Llegados a este punto, hay propuestas razonables. Dado que sabemos interpretar el islam mejor que los propios musulmanes y hemos dado a la democracia todo el poder que necesita, vamos afrontar la profunda contradicción que se nos presenta. ¿Cómo voy a garantizar la expresión de la libertad de culto al tiempo que llevo a cabo la defensa de un modelo de vida válido y universal? Porque llevar un pañuelo en la cabeza no significa ocultar partes de la mujer susceptibles de provocar deseos impuros en los hombres; significa, gracias al estudio del Corán que durante siglos hemos realizado en el Primer Mundo, un aplastamiento de los derechos de la mujer, la cual, por cierto, está totalmente en contra de portarlo, qué menos en alguien que pretende ser libre.

¿La mujer musulmana está en contra de llevar un pañuelo, atenta contra su felicidad? Al menos alguien debería tener la humildad suficiente para reconocer que no sabe la respuesta a este interrogante porque nunca ha formulado la pregunta a sus protagonistas. Todo lo demás es pura vanidad occidental.

La educación, la civilización, nunca debe ser impuesta, sólo enseñada. No podemos ir a un país desconocido y constituir una sociedad reflejo de la nuestra, sólo porque creamos que es lo correcto. Esto se llama colonialismo. Podemos transportar una cultura, mostrarla, pero no imponerla. El cambio tiene que estar en cada uno, eso es la verdadera justicia. Nuestra felicidad no es universal.

Del mismo modo, no podemos homogeneizar nuestro propio país. Es imposible hablar de democracia mientras se controla el pensamiento, mientras se aplica un rodillo orwelliano, mientras la palabra prohibir esté a la orden del día. ¿Prohibir un pañuelo? ¿Lo prohibiría un niño, hasta ese punto hemos llegado?
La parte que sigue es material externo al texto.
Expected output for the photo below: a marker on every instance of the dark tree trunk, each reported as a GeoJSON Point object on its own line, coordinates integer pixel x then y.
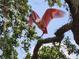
{"type": "Point", "coordinates": [74, 26]}
{"type": "Point", "coordinates": [75, 16]}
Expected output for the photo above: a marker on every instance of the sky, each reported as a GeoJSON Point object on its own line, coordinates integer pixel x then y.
{"type": "Point", "coordinates": [40, 6]}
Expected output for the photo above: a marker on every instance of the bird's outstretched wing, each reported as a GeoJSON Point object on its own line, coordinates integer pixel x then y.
{"type": "Point", "coordinates": [50, 14]}
{"type": "Point", "coordinates": [33, 17]}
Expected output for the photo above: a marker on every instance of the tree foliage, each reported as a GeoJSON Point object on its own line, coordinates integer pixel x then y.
{"type": "Point", "coordinates": [14, 26]}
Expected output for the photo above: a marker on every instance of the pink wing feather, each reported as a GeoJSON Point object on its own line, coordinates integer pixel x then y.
{"type": "Point", "coordinates": [33, 16]}
{"type": "Point", "coordinates": [50, 14]}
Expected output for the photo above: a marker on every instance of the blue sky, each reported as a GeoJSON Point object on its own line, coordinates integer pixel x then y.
{"type": "Point", "coordinates": [40, 6]}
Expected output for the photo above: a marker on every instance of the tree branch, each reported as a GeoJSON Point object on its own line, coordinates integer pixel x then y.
{"type": "Point", "coordinates": [59, 36]}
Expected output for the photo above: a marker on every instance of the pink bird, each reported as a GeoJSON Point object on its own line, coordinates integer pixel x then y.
{"type": "Point", "coordinates": [47, 17]}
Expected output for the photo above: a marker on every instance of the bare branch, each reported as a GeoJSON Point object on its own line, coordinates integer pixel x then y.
{"type": "Point", "coordinates": [59, 36]}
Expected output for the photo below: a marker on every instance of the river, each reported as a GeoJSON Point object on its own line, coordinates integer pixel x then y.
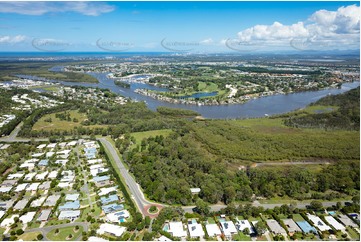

Se puede empezar por ahí, pero pronto todo sería radical. Pongamos el foco sobre nosotros, más cerca, llevando el razonamiento hasta el extremo. Si se trata de ser integradores, de tener una mentalidad abierta al futuro, hacia lo bueno, contra lo retrógrado, ¿qué pasa con toda esa gente que cree que los homosexuales son enfermos, o que no deberían casarse o que no deberían adoptar? ¿Acaso no es esto un retroceso, es que no va contra el avance? ¿No es este pensamiento una lacra? Entonces, ¡prohibámoslo! Prohibamos las manifestaciones de estas personas, estas sucias mentes que se mueven contra corriente, entorpeciendo el progreso. Prohibamos su forma de pensar, prohibamos sus cruces, prohibamos, al fin, su existencia.

Por eso yo digo:

Por la libertad, mata a tu abuela. Por el futuro, mata a tu abuela. Por el bien.